Abstract
Dysregulation of the imprinted H19/IGF2 locus can lead to Silver-Russell Syndrome (SRS) in humans. However, the mechanism of how abnormal H19/IGF2 expression contributes to various SRS phenotypes remains unclear, largely due to incomplete understanding of the developmental functions of these two genes. We previously generated a mouse model with humanized H19/IGF2 ICR (hIC1) on the paternal allele that exhibited H19/Igf2 dysregulation together with SRS-like growth restriction and perinatal lethality. Here we dissect the role of H19 and Igf2 in cardiac and placental development utilizing multiple mouse models with varying levels of H19 and Igf2. We report severe cardiac defects such as ventricular septal defects (VSDs) and thinned myocardium, placental anomalies including thrombosis and vascular malformations, together with growth restriction in mouse embryos that correlated with the extent of H19/Igf2 dysregulation. Transcriptomic analysis using cardiac endothelial cells of these mouse models shows that H19/Igf2 dysregulation disrupts pathways related to extracellular matrix (ECM) and proliferation of endothelial cells. Our work links the heart and placenta through regulation by H19 and Igf2, demonstrating that accurate dosage of both H19 and Igf2 is critical for normal embryonic development, especially related to the cardiac-placental axis.

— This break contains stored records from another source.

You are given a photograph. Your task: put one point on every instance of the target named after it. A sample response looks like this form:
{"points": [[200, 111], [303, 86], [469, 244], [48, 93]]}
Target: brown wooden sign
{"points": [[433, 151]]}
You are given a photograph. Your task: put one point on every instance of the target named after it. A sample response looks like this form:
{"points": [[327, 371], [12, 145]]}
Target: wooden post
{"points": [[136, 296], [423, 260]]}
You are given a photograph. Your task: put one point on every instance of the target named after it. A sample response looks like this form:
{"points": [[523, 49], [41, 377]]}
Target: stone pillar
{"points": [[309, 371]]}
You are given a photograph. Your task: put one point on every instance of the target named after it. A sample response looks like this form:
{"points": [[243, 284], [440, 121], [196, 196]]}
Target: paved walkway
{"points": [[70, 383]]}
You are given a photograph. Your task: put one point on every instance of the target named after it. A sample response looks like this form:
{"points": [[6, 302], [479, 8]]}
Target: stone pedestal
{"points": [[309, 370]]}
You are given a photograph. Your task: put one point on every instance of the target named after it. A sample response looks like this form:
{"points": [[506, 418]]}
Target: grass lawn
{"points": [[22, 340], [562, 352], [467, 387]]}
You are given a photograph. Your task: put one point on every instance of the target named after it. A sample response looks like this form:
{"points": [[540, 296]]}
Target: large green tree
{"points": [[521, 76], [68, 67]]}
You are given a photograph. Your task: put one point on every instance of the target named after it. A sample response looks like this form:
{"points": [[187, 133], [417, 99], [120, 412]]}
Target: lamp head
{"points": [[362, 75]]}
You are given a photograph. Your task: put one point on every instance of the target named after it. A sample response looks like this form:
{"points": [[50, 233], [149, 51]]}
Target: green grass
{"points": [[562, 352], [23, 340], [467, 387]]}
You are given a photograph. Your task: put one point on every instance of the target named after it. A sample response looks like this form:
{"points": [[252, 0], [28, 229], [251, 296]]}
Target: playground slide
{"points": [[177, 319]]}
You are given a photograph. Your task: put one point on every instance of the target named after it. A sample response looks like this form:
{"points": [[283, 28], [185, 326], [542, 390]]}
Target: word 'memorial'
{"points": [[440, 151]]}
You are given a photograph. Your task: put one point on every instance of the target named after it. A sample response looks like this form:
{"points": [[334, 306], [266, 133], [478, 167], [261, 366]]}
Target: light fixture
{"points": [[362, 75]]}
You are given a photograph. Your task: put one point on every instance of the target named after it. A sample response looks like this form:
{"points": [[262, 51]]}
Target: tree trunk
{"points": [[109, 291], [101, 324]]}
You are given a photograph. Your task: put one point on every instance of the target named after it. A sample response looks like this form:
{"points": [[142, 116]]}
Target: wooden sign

Competing Interest Statement
The authors have declared no competing interest.
Footnotes
We have addressed the comments, in many cases by clarification, editing or new experimental data. Briefly, with respect to new experiments and analyses; (1) We have measured the level of miR-675 in +/hIC1 placentas; (2) We also examined if aggregation with wild-type tetraploid could rescue +/hIC1-associated cardiac phenotype; (3) We analyzed glycogen storage of +/hIC1 placentas through PAS staining; (4) We improved histological images and data representation throughout the manuscript.